I returned to my pew, and surprised myself by weeping, weighted down by a sense of sin and mortality. And suddenly the Holy Spirit filled my heart with surprising joy, and my heart responded:
"But I'm not just any dust...I'm YOUR dust!"
And I left, full of joy at the knowledge that I belong to God.

My sublime moment was still with me as I exited the building, and found myself on the sidewalk, sporting my ashes with contentment, but suddenly noticing the competing symbols of our culture. The street was still covered with confetti from the Giants' parade the previous day. In fact, some of the confetti (including whole sheets of paper) was still blowing through the air, which then reminded me of 9/11. And as I looked at the street, where vehicle traffic was restricted, to protect the stock exchange, I realized that I was seeing the celebration of idols of money and celebrity--A true New York moment.

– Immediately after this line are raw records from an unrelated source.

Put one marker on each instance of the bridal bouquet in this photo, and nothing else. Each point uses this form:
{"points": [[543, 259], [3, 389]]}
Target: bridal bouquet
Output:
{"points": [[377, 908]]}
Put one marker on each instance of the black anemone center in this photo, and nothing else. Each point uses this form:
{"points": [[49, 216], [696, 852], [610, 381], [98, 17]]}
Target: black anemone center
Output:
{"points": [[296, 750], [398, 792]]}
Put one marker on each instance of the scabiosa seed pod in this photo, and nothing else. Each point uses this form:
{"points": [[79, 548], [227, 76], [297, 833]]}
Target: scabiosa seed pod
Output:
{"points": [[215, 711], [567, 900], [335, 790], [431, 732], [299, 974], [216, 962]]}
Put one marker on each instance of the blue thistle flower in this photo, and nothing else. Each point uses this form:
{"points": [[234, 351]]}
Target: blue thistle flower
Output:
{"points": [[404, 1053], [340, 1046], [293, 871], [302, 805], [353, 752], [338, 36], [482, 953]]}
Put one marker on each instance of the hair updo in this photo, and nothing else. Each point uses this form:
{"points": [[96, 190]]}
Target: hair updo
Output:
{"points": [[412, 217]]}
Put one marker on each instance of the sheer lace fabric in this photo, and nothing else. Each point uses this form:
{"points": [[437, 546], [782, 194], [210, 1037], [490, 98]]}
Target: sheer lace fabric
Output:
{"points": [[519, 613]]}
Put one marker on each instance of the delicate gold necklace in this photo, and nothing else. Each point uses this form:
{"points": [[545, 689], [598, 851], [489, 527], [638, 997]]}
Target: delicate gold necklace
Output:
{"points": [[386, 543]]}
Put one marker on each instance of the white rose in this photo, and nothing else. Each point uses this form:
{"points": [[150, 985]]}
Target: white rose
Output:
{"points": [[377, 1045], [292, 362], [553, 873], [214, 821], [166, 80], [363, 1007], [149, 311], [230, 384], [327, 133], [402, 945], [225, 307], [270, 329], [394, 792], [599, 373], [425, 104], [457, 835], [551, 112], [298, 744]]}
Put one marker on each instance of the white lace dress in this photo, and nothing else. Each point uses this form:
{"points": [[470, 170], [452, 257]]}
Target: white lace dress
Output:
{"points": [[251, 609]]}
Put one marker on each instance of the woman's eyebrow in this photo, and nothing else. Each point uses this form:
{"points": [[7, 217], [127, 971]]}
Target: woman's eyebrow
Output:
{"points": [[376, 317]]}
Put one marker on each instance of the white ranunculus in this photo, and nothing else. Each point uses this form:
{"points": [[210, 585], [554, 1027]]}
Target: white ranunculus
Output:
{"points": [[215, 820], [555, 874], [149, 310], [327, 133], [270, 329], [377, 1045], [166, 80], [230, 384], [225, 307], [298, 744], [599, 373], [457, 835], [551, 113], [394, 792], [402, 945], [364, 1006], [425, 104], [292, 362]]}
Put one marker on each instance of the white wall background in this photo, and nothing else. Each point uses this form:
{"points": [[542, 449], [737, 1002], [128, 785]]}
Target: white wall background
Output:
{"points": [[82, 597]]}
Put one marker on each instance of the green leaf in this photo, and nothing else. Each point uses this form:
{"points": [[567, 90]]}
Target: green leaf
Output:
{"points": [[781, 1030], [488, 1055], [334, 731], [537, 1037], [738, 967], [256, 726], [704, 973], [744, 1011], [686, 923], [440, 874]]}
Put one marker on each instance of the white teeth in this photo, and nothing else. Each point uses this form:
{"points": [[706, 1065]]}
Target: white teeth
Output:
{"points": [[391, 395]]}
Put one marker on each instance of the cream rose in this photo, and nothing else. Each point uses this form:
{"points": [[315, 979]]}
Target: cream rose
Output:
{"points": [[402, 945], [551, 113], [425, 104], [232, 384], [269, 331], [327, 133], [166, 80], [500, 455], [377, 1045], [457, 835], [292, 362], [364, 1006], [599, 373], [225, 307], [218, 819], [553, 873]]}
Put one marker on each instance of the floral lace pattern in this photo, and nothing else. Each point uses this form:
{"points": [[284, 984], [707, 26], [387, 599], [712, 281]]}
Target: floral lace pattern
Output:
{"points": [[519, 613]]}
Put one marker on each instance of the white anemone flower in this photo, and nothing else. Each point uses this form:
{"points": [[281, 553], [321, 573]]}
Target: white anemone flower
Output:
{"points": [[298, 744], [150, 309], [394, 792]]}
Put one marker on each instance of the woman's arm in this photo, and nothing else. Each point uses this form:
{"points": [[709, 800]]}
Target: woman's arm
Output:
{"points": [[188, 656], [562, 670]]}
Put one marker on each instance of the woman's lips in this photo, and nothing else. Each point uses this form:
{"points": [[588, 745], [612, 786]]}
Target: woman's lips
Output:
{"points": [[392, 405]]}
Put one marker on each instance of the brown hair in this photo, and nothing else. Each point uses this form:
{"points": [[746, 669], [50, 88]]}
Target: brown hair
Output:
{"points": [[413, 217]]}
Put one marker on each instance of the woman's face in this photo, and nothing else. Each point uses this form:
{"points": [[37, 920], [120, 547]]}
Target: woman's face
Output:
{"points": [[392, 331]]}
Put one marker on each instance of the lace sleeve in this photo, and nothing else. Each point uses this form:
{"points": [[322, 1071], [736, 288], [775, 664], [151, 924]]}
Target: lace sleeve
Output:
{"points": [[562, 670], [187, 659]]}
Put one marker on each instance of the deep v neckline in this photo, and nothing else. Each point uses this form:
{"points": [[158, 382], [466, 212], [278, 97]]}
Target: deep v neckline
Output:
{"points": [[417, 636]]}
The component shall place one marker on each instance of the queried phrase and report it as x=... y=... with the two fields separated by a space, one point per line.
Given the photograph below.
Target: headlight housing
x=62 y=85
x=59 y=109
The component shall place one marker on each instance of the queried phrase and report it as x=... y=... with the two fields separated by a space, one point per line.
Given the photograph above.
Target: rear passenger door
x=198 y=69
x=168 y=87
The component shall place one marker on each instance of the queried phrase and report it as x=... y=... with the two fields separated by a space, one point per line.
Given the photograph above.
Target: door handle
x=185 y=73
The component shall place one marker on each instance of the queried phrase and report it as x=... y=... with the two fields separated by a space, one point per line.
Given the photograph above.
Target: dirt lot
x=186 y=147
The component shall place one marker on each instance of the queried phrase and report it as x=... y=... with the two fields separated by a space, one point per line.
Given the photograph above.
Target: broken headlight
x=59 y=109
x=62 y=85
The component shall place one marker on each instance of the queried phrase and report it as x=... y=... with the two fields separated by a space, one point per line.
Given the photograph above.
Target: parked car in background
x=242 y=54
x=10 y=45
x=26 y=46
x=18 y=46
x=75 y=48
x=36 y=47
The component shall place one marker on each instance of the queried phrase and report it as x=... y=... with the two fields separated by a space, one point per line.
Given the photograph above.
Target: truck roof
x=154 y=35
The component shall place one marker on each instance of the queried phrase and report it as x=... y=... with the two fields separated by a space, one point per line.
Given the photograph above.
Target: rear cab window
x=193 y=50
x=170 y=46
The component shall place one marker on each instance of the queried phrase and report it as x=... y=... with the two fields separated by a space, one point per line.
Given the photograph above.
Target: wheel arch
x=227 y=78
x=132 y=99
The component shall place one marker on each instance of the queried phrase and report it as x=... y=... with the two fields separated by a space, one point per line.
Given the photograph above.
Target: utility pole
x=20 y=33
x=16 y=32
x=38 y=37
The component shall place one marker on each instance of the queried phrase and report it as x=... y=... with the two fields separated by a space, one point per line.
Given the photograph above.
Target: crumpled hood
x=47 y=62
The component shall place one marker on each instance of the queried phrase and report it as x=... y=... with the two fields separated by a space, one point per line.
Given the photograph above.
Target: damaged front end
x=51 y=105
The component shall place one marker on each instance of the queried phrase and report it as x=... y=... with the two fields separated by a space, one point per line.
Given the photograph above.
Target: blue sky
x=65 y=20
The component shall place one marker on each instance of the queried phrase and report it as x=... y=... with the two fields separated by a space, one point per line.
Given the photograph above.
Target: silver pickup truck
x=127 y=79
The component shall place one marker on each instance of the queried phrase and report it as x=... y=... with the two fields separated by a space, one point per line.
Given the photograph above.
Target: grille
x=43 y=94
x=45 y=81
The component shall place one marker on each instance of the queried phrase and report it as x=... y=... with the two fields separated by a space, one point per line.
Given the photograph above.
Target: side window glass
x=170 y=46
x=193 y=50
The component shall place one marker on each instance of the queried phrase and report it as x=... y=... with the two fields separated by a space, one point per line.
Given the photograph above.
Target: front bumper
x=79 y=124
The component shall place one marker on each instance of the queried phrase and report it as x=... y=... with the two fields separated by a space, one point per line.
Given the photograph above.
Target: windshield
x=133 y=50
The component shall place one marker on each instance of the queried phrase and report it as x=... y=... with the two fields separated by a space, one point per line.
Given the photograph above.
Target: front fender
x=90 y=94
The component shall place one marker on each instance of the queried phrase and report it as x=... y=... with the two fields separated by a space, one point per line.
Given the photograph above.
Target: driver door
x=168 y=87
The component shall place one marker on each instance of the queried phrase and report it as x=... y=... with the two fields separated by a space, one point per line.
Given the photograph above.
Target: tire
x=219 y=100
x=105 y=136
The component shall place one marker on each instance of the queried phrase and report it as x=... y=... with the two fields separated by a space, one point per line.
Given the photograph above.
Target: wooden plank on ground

I went back to my desk and immediately encountered a Hindu co-worker, who was clearly distressed to see the big black mark on my forehead, but too polite to say anything. I decided to help her out.
Are you looking at my ashes?
Yes, Ann. [a little tentative]
This is a religious observance. Would you like to know what it symbolizes?
Yes, Ann. [curious]
Today is called Ash Wednesday [blah blah blah]... and then comes Easter, the most joyful day of the Christian year.
Easter? not Christmas! [incredulous]
Easter is the most joyful day, because it is the day that Jesus rose from the dead. It is because he lives, that he can save us, and forgive us our sins.
I did not know that, Ann.

1 comment:

Anonymous said...

Imposition? Interesting. I've never heard that before. Must come from the Latin impositio, which simply means to place something on something-- in which case, why don't they just say that?